For the US, the question is more complicated, as the dollar is the world's reserve currency, and so any slight movement in the value of its debt (the dollar) has an enormous impact on the world economy. Default, which typically creates some of the biggest foreign currency movements that can happen, would be cataclysmic if it happened in the US.

Also, the US has the ability and the desire to devalue its currency. By devaluing its currency, the US can do what Ireland cannot do as of yet: make the debt easier to pay off in real terms. If the dollar is worth less in real terms (the dollar has lost 20% of its value relative to the Euro in the last 8 months, and as much 50% of its value relative to some commodities, such as silver.

For now, the choice about which items to cut from the federal budget are simply that: choices. Democrats prefer to cut less and Republicans prefer to cut slightly more, opting to trim the ever-shrinking discretionary spending budget, specifically those related to programs it finds ill-conceived or undesirable (health care and planned parenthood). But even if Republicans were to cut the entire discretionary spending budget, dumping everything from parks to federal funding of education to guarantees for home loans, the US still wouldn't be close to balancing the budget.

At the moment, neither party has proposed a significant reduction in defense spending. But, unfortunately, it's such a large percentage of the budget (approximately 60%, depending on how you define these things) that it's not possible to get there any other way. And not all the other stuff is optional. For example, approximately 5% of our budget goes to the judicial branch. Firing all judges and staff means no system of law, which means chaos? Think the SEC is bad now and that corporate types already can rob and steal with impunity? Cut their budget in half, and it will only get worse.

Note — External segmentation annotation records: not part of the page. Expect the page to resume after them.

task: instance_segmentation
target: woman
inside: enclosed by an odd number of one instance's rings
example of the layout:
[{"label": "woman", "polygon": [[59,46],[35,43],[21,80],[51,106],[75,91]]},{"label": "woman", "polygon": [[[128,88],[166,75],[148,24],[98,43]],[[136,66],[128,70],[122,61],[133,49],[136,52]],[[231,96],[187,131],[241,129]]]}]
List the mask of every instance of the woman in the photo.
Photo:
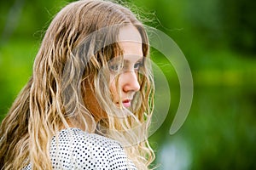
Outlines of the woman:
[{"label": "woman", "polygon": [[63,8],[1,124],[1,169],[148,169],[148,55],[145,30],[126,8],[99,0]]}]

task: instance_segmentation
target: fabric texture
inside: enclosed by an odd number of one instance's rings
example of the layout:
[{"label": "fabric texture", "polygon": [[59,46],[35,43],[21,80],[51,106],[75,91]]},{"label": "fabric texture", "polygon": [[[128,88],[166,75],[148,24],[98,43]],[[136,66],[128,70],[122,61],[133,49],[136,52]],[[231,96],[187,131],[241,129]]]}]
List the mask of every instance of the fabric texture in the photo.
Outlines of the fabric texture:
[{"label": "fabric texture", "polygon": [[[53,169],[137,170],[119,142],[79,128],[63,129],[55,136],[49,155]],[[32,165],[24,169],[31,170]]]}]

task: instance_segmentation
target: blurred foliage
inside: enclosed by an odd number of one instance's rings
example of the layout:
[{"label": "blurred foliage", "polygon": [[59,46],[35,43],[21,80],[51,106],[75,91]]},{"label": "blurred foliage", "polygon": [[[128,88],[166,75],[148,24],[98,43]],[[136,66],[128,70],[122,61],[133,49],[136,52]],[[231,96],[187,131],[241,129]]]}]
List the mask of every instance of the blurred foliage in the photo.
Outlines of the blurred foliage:
[{"label": "blurred foliage", "polygon": [[[67,3],[0,2],[0,120],[32,75],[33,59],[50,20]],[[179,86],[175,74],[169,78],[170,111],[150,137],[159,169],[256,169],[256,2],[131,0],[128,3],[137,6],[144,18],[152,19],[145,20],[147,25],[177,42],[194,77],[190,113],[172,136],[169,128],[178,105]],[[160,54],[153,55],[157,60]],[[166,74],[170,71],[162,69]]]}]

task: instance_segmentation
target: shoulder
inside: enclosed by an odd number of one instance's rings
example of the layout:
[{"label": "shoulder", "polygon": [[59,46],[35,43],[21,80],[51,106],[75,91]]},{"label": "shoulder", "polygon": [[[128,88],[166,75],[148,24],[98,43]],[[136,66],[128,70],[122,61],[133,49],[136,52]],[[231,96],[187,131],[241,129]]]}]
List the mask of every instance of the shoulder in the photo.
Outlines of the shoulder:
[{"label": "shoulder", "polygon": [[50,157],[53,167],[61,169],[134,167],[119,142],[78,128],[61,130],[53,138]]}]

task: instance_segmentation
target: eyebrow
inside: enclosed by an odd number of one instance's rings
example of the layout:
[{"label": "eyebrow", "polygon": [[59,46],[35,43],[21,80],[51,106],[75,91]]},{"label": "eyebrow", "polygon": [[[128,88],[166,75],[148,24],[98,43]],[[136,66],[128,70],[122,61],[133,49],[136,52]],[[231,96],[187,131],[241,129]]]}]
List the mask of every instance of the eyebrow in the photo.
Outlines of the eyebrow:
[{"label": "eyebrow", "polygon": [[[135,63],[137,63],[138,61],[143,61],[144,62],[144,58],[145,57],[140,57]],[[130,64],[131,60],[125,60],[124,59],[124,64]]]}]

There's just not that much slack in the budget, and the only way to make the math work is to make the quality of every type of public service fall off a cliff. That means little to no unemployment insurance, drastically worse medicaid (and it's already pretty bad), worse conditions and equipment for the military, compensating our teachers even more poorly while making conditions much worse, to name just a few. These things are all, also, untenable politically.

These things will not happen by choice. They will only happen when our creditors refuse to fund our debt. And when that happens, cutting all branches of the government will be mandatory, rather than discretionary.

But this will probably not happen all at once. Japan's debt is more than twice as large as ours, as a percentage of GDP. And yet they still issue more debt.

History tells us that reality will set in sooner or later, just as the sun will some day die. Unlike the sun, however, I've got a feeling I'm going to have a front-row seat for this disaster. And it ain't gonna be pretty.